Other degree and GDL
If you decide not to do a law degree or you decide part way through university that law is going to be your focus, then you will need to take the graduate diploma in law (GDL) course. This is a one-year course that covers the foundations of a law degree. 

  • Where: any undergraduate UK university for your degree; the GDL is offered in fewer places and if a firm is sponsoring you, they may require that you take the course at their preferred university. It is also offered as distance learning
  • Length: one year full time, but can also be completed part time
  • Cost: the average cost is £8,500, but this can be funded by firms and scholarships; no eligibly for student finance 

Foreign degree and GDL
If you have completed your undergraduate degree in another country, you will need to take the GDL. This may also be true if you have taken a law degree. To skip the GDL, you must apply for a certificate of academic standing to move straight to the legal practice course (LPC). This certificate will prove that your undergraduate degree has given you sufficient legal knowledge. 

CILEx
This flexible way of entering the legal profession requires no formal qualifications (although there are GCSE or Level 2 requirements suggested). The Chartered Institute of Legal Executives (CILEx) route allows you to become a lawyer with expertise in one or two areas as opposed to the broader spectrum that a solicitor would handle. You will need to undertake Level 3 and Level 6 and a period of work-based learning. Once qualified as a chartered legal executive, you can move towards becoming admitted as a solicitor by taking the LPC. You will be exempt from the training contract period. CILEx can also be taken after graduating. This will enable you to become a chartered legal executive at a fraction of the cost of the LPC. 

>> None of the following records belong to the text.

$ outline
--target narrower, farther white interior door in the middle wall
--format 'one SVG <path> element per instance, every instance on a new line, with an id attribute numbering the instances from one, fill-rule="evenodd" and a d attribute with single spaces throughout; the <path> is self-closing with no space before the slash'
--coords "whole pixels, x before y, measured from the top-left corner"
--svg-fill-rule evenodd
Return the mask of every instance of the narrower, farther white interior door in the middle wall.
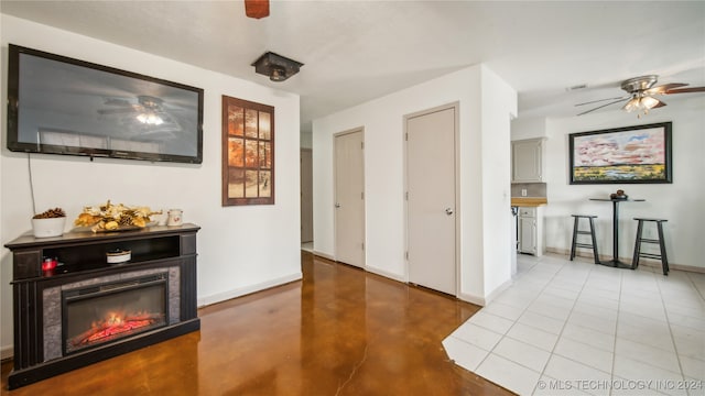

  • Where: there are many CILEx training centres throughout the United Kingdom and work-based learning can be undertaken in a variety of places, making it a flexible way to qualify
  • Length: you will need a minimum of three years’ work experience. Two of these can be done with during your academic studies and one must be done after
  • Cost: variable, but in most instances, you can work while studying

Following legal education, you will be required to take the LPC and then complete two years’ recognised training. 

Apprenticeship
To become a solicitor under the Solicitor Apprentice Scheme, you will need to work for six years as an apprentice in a law firm while undertaking part-time study. You can also do paralegal (two years) or CILex apprenticeships (five years) to work your way up in less time and then move onto the traditional pathway. These apprenticeships started in 2016 and require the completion of the SQE before qualification. You may still need a minimum standard of GCSE and A-level results, depending on the firm.